Ars Technica » Scientific Method 2016-11-18

Enlarge / Yeah, it's nice, and there's a lot of it, but it's horribly inefficient. (credit: Brookhaven National lab)

There's no question that humans are driving long-term changes in the amount of carbon in the atmosphere. But the human influence is taking place against a backdrop of natural carbon fluxes that are staggering in scale. Each year, for example, the amount of CO2 in the atmosphere cycles up and down by over a percent purely due to seasonal differences in plant growth.
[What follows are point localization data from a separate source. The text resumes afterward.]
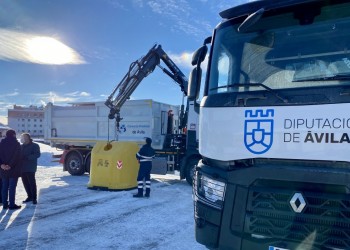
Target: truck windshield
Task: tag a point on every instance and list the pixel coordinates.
(280, 53)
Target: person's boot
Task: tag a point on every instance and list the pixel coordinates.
(139, 193)
(27, 200)
(148, 191)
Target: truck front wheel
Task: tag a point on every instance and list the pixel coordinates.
(190, 168)
(74, 163)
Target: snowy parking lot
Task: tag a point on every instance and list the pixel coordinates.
(71, 216)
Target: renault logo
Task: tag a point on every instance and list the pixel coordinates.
(297, 202)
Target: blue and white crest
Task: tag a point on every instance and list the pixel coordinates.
(258, 130)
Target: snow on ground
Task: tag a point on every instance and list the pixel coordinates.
(71, 216)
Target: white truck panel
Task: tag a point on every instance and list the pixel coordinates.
(82, 124)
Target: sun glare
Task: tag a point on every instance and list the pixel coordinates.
(47, 50)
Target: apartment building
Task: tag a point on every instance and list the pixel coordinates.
(27, 120)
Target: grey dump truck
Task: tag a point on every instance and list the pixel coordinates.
(274, 128)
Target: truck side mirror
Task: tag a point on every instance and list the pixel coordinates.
(194, 83)
(199, 55)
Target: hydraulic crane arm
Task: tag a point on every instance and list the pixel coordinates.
(138, 70)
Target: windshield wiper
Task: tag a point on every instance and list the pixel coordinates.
(274, 92)
(325, 78)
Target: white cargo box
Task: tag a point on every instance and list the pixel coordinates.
(82, 124)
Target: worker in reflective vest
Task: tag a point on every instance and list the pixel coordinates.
(145, 156)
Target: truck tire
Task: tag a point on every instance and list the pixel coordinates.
(190, 168)
(74, 163)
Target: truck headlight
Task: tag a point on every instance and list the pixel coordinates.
(211, 190)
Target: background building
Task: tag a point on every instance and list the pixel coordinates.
(27, 120)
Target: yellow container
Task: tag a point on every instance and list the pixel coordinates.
(114, 166)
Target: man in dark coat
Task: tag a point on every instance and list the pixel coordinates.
(10, 168)
(30, 155)
(145, 156)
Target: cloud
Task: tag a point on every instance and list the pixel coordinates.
(3, 120)
(181, 12)
(78, 94)
(34, 48)
(12, 94)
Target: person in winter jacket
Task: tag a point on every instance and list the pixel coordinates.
(145, 156)
(10, 168)
(30, 155)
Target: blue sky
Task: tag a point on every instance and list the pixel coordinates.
(102, 38)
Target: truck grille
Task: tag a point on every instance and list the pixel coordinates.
(325, 220)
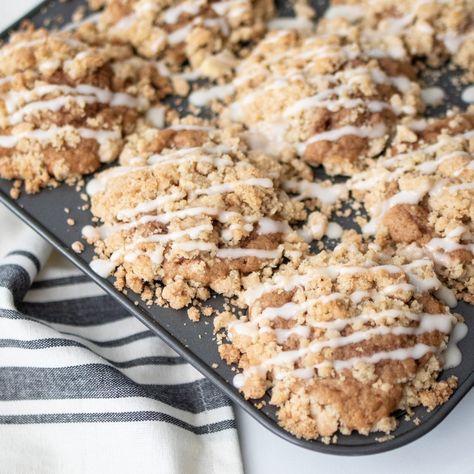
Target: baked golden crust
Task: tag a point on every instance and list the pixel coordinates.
(420, 197)
(188, 208)
(205, 33)
(432, 30)
(65, 106)
(342, 340)
(321, 98)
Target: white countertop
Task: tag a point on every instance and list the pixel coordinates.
(447, 449)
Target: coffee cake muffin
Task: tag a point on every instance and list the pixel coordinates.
(64, 108)
(191, 210)
(203, 33)
(342, 340)
(420, 197)
(321, 98)
(432, 30)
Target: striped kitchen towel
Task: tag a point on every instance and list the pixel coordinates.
(86, 388)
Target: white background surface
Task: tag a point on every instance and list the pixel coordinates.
(449, 448)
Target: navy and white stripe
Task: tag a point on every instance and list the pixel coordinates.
(79, 377)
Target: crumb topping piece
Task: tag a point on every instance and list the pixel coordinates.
(433, 30)
(191, 211)
(342, 340)
(205, 33)
(63, 107)
(420, 197)
(321, 98)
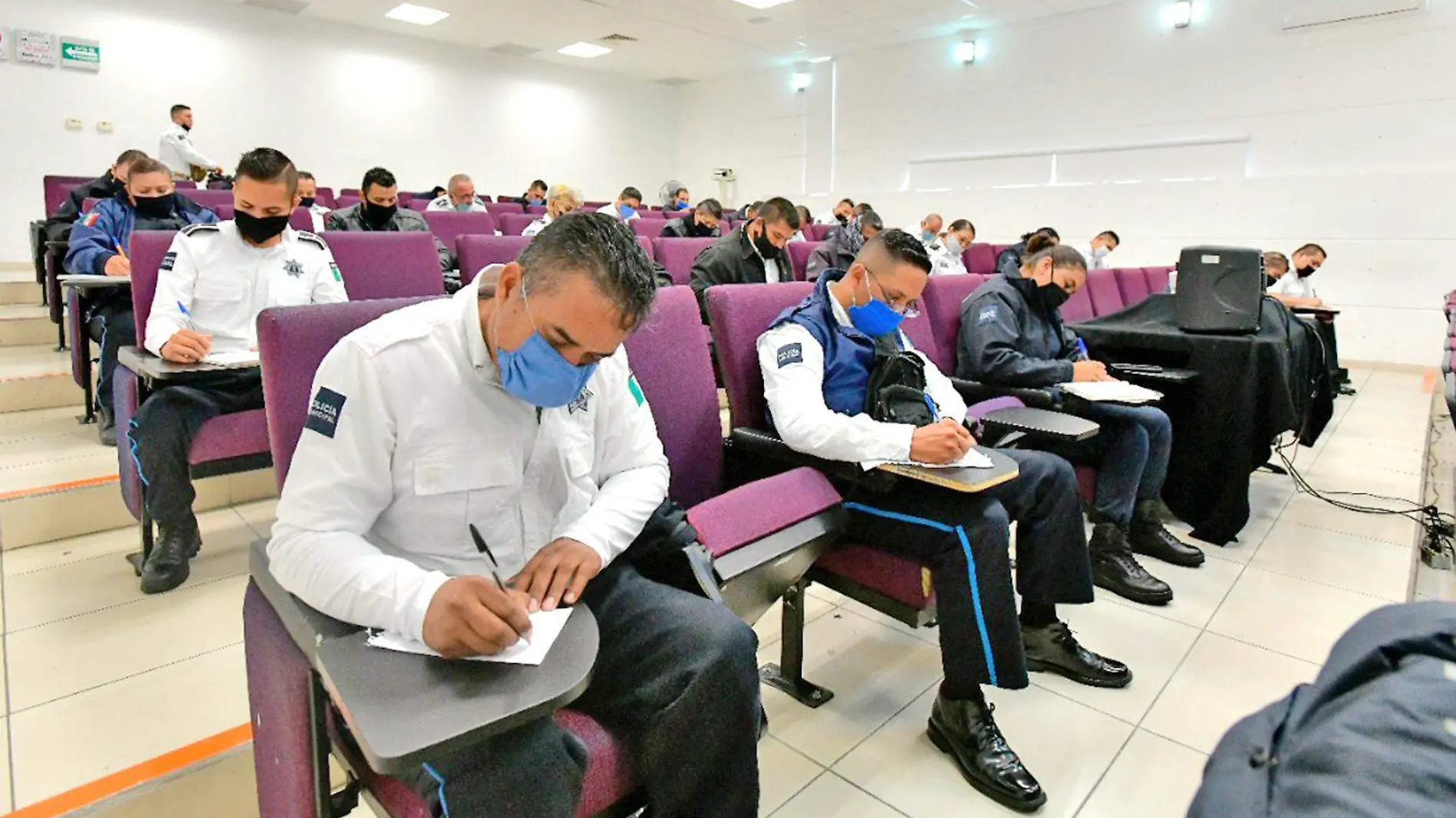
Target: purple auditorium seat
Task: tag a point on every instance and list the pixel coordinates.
(677, 255)
(300, 219)
(1156, 278)
(1107, 299)
(449, 226)
(480, 252)
(386, 265)
(1077, 307)
(800, 254)
(647, 227)
(514, 223)
(223, 446)
(291, 342)
(1132, 283)
(980, 260)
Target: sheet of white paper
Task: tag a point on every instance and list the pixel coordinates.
(1111, 391)
(545, 629)
(245, 358)
(972, 460)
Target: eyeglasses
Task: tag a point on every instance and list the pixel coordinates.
(907, 309)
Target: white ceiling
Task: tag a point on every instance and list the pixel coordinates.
(694, 38)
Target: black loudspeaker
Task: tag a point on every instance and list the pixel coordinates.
(1219, 290)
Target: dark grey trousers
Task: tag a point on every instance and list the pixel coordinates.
(676, 680)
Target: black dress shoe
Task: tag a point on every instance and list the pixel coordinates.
(1116, 569)
(967, 732)
(1148, 538)
(1054, 649)
(107, 427)
(166, 565)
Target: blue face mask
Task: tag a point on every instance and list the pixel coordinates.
(875, 318)
(538, 375)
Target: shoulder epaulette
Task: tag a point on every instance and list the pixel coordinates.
(312, 239)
The effectiveness of biological activity provides the hope that we could leverage it to help us pull some of our carbon back out of the atmosphere at an accelerated pace. But the incredible scale of biology hides a bit of an ugly secret: the individual enzymes and pathways that are used to incorporate CO2 into living organisms aren't that efficient. These pathways are also linked to a complex biochemistry inside the cell that doesn't always suit our purposes.

Fed up with waiting for life to evolve a solution to our industrialization problem, a German-Swiss team of researchers has decided to roll its own. In an astonishing bit of work, they've taken enzymes from nine different organisms in all three domains of life and used them to build and optimize a synthetic cycle that can use carbon dioxide with an efficiency 20 times that of the system used by plants.